Tschechischer Funktionalismus

Das Mietshaus wurde 1936–1937 nach Entwürfen von Richard Podzemný gebaut:

Glaspalais | Foto: Tomáš Vodňanský,  Tschechischer Rundfunk

„Podzemný legte Pläne für einen Bau vor, der vollständig und perfekt den fünf Punkten der modernen Architektur folgt, die der Schweizer Architekt Le Corbusier formuliert hat. Die Besonderheit des Hauses liegt darin, dass es auf einem Eckgrundstück steht und sich vollständig zur Umgebung hin öffnet. Es kommt zur natürlichen Interaktion zwischen dem Bau und dem großen Platz, dessen natürliche Dominante das Gebäude bildet.“

Der Name „Glashaus“ beziehungsweise „Glaspalais“ stammt nicht vom Architekten Richard Podzemný. Er entstand im Volksmund, denn die Öffentlichkeit war von dem Gebäude mit den großen Fenstern begeistert. Der größte Teil der Fassade ist verglast, der Rest mit weißen Keramikfliesen verkleidet:

Architekturhistoriker Miroslav Pavel | Foto: Klára Stejskalová,  Radio Prague International

„Das Haus reicht mit seinen Flügeln in alle Himmelsrichtungen und ist, auch im Erdgeschoss auf Straßenebene, komplett mit Scheiben versehen. Das war im sechsten Prager Stadtbezirk etwas völlig Neues. Die Verwendung eines Stahlbetonskeletts ermöglichte es, die Fassaden mit verglasten Öffnungen zu versehen.“

Miethaus mit Komfort wie in Luxusvilla

Richard Podzemný siegte mit seinem Entwurf in einem Wettbewerb, der von der Landesbank (Zemská banka) ausgeschrieben wurde. Laut Miroslav Pavel hat Podzemný in seiner Arbeit zwei damals aktuelle Pole verbunden, mit denen sich die Architektur in der Tschechoslowakei auseinandersetzte:

„Erstens ging es darum, den sozialen Bedarf zu decken und Wohnraum für sozial Benachteiligte zu schaffen. Und zweitens gab es bereits eine wachsende Mittelschicht, die repräsentative Wohnungen benötigte. Das Glaspalais vertritt eben diese zweite Richtung. Ein ähnliches Haus von Podzemný finden wir in Kutná Hora, wo er ein Wohnhaus für die tschechische Sparkasse (Česká spořitelna, Anm. d. Red.) entwarf. Dort hat er zum Beispiel die Balkons und Wintergärten von hier wiederholt. Den Gegenpol im Sinne einer bescheidenen Architektur vertreten seine Wohnungen für ärmere Menschen im Prager Stadtteil Libeň, die er in derselben Zeit wie dieses Palais entworfen hat.“

Innenraum des Glaspalais | Foto: Klára Stejskalová,  Radio Prague International

Der repräsentative Eingang ins Glaspalais führt durch eine große Halle, die Kunstwerke schmücken. In der Mitte dominiert die Skulptur einer knienden Frau mit einem Kind, die Bedřich Stefan geschaffen hat:

„Beiderseits gibt es Marmorplatten mit Keramikreliefs von Jan Lauda, die Frauen mit Blumensträußen darstellen. Darüber hinaus wurden hier in Richtung der Gänge geätzte Glastafeln mit Tierdarstellungen von Jan Bauch angebracht.“

Im Erdgeschoss des Hauses befinden sich heute ein Festsaal, das Informationsbüro des sechsten Prager Stadtbezirks sowie Ausstellungs- und Ladenräume.
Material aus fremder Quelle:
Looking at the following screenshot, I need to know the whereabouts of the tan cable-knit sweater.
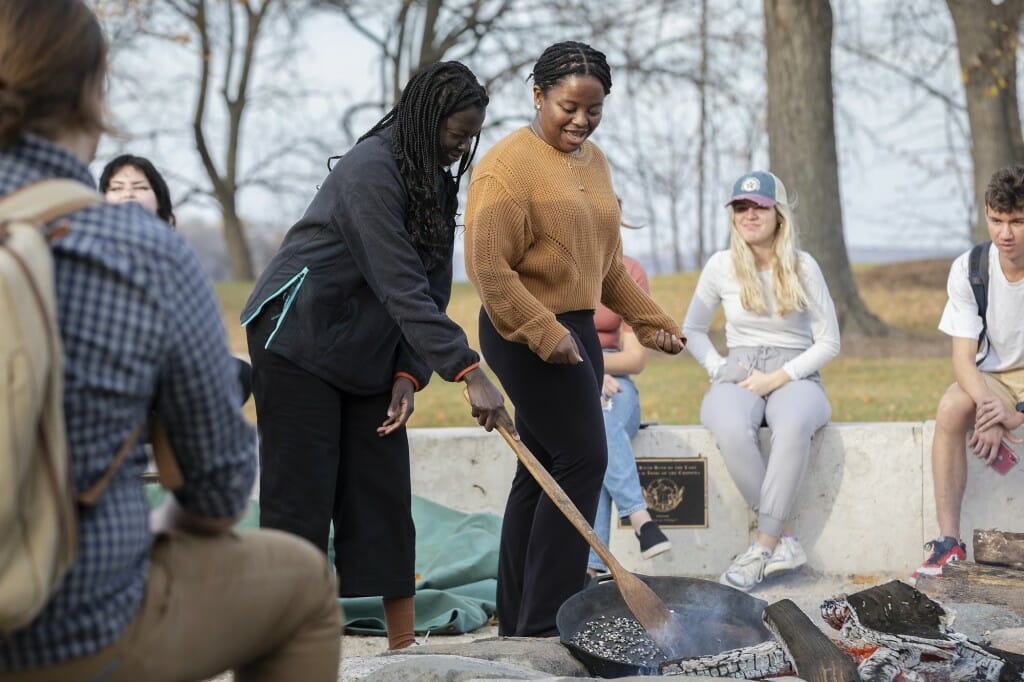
[466,128,681,359]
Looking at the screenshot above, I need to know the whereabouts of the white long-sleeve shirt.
[683,250,840,380]
[939,246,1024,372]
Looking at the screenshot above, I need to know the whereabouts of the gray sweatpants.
[700,347,831,538]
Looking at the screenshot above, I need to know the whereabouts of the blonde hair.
[728,175,808,315]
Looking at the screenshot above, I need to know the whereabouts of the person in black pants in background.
[242,61,512,649]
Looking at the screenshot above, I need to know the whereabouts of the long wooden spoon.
[465,393,686,659]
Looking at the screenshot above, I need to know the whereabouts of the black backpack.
[968,242,992,364]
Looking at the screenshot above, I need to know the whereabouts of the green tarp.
[146,485,502,635]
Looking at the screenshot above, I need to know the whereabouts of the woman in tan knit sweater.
[466,42,683,636]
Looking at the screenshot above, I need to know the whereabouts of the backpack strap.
[968,242,992,350]
[0,178,161,507]
[0,178,103,224]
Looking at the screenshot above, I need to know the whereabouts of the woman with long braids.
[242,61,511,649]
[466,42,683,636]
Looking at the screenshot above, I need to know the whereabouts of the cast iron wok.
[555,576,772,677]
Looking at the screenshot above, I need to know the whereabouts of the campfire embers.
[560,579,1024,682]
[660,641,793,680]
[821,581,1024,682]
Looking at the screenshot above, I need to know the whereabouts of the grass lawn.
[217,260,953,427]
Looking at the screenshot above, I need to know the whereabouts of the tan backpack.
[0,179,102,634]
[0,179,184,635]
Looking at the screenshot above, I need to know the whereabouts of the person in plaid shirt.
[0,0,341,680]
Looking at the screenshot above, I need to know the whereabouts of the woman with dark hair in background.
[466,42,683,636]
[242,61,511,649]
[99,154,174,227]
[0,0,341,682]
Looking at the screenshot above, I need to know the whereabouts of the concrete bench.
[410,421,1024,576]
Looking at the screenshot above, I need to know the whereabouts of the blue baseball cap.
[725,171,785,208]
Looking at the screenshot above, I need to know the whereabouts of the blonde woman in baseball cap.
[683,171,840,591]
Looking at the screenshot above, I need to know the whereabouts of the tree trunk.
[223,207,256,280]
[946,0,1024,242]
[765,0,888,336]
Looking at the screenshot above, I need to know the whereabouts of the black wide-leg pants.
[248,314,416,597]
[480,309,608,636]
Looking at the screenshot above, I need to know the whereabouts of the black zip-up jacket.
[242,129,479,395]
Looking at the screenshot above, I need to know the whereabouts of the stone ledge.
[409,421,1024,576]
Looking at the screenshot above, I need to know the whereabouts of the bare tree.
[97,0,329,280]
[946,0,1024,242]
[764,0,887,336]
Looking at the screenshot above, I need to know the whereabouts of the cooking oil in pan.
[569,615,666,669]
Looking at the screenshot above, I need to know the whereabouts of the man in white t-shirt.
[913,165,1024,580]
Einbaumöbel, Klimaanlage und Fußbodenheizung

Das monumentale Haus hat einen trapezförmigen Grundriss – sein zentraler siebenstöckiger Teil ist auf den Freiheitsplatz ausgerichtet, daran schließen zwei kürzere sechsstöckige Seitenflügel an. Dort befinden sich die Wohnungen:

Glaspalais | Foto: Tomáš Vodňanský,  Tschechischer Rundfunk

„In die oberen Etagen gelangt man dank Aufzügen. Diese waren seinerzeit münzbetrieben, was heute natürlich nicht mehr der Fall ist. Die einzelnen Wohnungen hatten die Besonderheit, dass sie einen Ausblick in alle Himmelsrichtungen boten. Es wurde darauf geachtet, dass ein Teil der Wohnung nach Süden ausgerichtet war und gleichzeitig auch die anderen Bereiche lichtdurchflutet waren. Diese Besonderheit konnte durch den Grundriss erreicht werden. Denn durch jedes einzelne Stockwerk verläuft ein Verbindungsgang, von dem aus man die einzelnen Wohnungen betritt.“

Die Größe der Wohnungen variiert von Studio- bis Vierzimmerwohnungen, die meisten verfügen jedoch über zwei Zimmer. Die überwiegende Mehrheit der Wohneinheiten hat entweder eine Loggia oder einen Wintergarten.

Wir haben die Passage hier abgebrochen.